[JAX] Size autotuned Triton grids per config by tdophung · Pull Request #2975 · NVIDIA/TransformerEngine

tdophung · 2026-05-11T19:03:59Z

Description

The autotuned path in triton_call_lowering compiled all BLOCK_SIZE configs but dispatched every one with the same fixed grid sized for the smallest BLOCK_SIZE, so larger configs over-launched by the BLOCK_SIZE ratio. Make grid accept a callable(meta)->tuple evaluated per config, matching the jax-triton API. Update _permute_kernel, _unpermute_kernel, and _sort_chunks_by_map_kernel lowerings. Measured 22.6ms -> 7.4ms (3.06x) on GB200 for sort_chunks at 524k tokens, hidden=4096, fp32.

Fixes # (issue)

Type of change

Documentation change (change only to the documentation, either a fix or a new content)
Bug fix (non-breaking change which fixes an issue)
New feature (non-breaking change which adds functionality)
Breaking change (fix or feature that would cause existing functionality to not work as expected)
Infra/Build change
Code refactoring

Changes

Please list the changes introduced in this PR:

Pass the grid callable format to triton kernel call
Make grid passed into the triton lowering call for all triton permutation kernels to be a a callable(meta)->tuple

Checklist:

I have read and followed the contributing guidelines
The functionality is complete
I have commented my code, particularly in hard-to-understand areas
I have made corresponding changes to the documentation
My changes generate no new warnings
I have added tests that prove my fix is effective or that my feature works
New and existing unit tests pass locally with my changes

The autotuned path in triton_call_lowering compiled all BLOCK_SIZE configs but dispatched every one with the same fixed grid sized for the smallest BLOCK_SIZE, so larger configs over-launched by the BLOCK_SIZE ratio. Make grid accept a callable(meta)->tuple evaluated per config, matching the jax-triton API. Update _permute_kernel, _unpermute_kernel, and _sort_chunks_by_map_kernel lowerings. Measured 22.6ms -> 7.4ms (3.06x) on GB200 for sort_chunks at 524k tokens, hidden=4096, fp32. Signed-off-by: tdophung <tdophung@nvidia.com>

Signed-off-by: tdophung <tdophung@nvidia.com>

greptile-apps · 2026-05-11T21:18:00Z

Greptile Summary

This PR fixes a grid-sizing bug in the JAX Triton kernel lowering path where all autotuned configs were dispatched with a fixed grid sized for the smallest BLOCK_SIZE, causing larger configs to over-launch by the BLOCK_SIZE ratio. The fix makes grid accept a callable(meta) -> tuple evaluated per autotune config, matching jax-triton's API.

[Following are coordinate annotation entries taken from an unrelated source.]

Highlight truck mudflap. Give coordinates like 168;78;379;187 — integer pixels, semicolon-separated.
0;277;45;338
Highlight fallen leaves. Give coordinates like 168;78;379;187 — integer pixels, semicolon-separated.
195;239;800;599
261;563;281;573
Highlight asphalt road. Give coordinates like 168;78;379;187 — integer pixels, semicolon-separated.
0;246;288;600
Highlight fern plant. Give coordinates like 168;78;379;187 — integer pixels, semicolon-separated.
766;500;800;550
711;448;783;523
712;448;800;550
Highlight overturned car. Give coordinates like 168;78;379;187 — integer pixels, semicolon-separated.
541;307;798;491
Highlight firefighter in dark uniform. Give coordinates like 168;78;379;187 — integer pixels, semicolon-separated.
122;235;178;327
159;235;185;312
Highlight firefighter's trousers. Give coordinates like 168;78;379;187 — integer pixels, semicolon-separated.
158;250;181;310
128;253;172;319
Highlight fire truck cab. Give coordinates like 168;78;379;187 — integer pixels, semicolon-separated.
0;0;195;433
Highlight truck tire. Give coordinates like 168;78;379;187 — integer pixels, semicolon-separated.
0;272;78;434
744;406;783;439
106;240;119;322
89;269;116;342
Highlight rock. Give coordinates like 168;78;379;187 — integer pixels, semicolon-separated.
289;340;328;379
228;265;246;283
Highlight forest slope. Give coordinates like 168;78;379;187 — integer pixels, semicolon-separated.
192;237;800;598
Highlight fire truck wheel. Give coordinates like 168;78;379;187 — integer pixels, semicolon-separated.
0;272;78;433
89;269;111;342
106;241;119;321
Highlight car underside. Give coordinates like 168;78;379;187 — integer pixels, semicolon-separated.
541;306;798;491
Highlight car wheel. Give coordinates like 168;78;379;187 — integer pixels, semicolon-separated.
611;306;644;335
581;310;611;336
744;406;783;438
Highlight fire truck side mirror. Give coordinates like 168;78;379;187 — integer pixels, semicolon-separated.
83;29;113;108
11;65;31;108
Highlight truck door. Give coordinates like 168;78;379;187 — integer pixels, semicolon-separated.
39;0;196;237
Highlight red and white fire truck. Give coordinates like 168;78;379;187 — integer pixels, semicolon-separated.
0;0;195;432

utils.py: triton_call_lowering now accepts a callable grid; a _normalize_grid helper normalises the result to a 3-D tuple, called once per config in the autotuned loop and once with the merged constexprs on the non-autotuned (fallback) path.
permutation.py: _permute_kernel, _unpermute_kernel, and _sort_chunks_by_map_kernel lowerings each replace the fixed grid tuple with a def grid(meta) closure that reads meta["BLOCK_SIZE"], so every autotuned config is launched with the correct number of blocks.

Confidence Score: 5/5

Safe to merge — the fix is narrow, well-reasoned, and both the autotuned and fallback dispatch paths correctly resolve the grid before calling TritonKernelCall.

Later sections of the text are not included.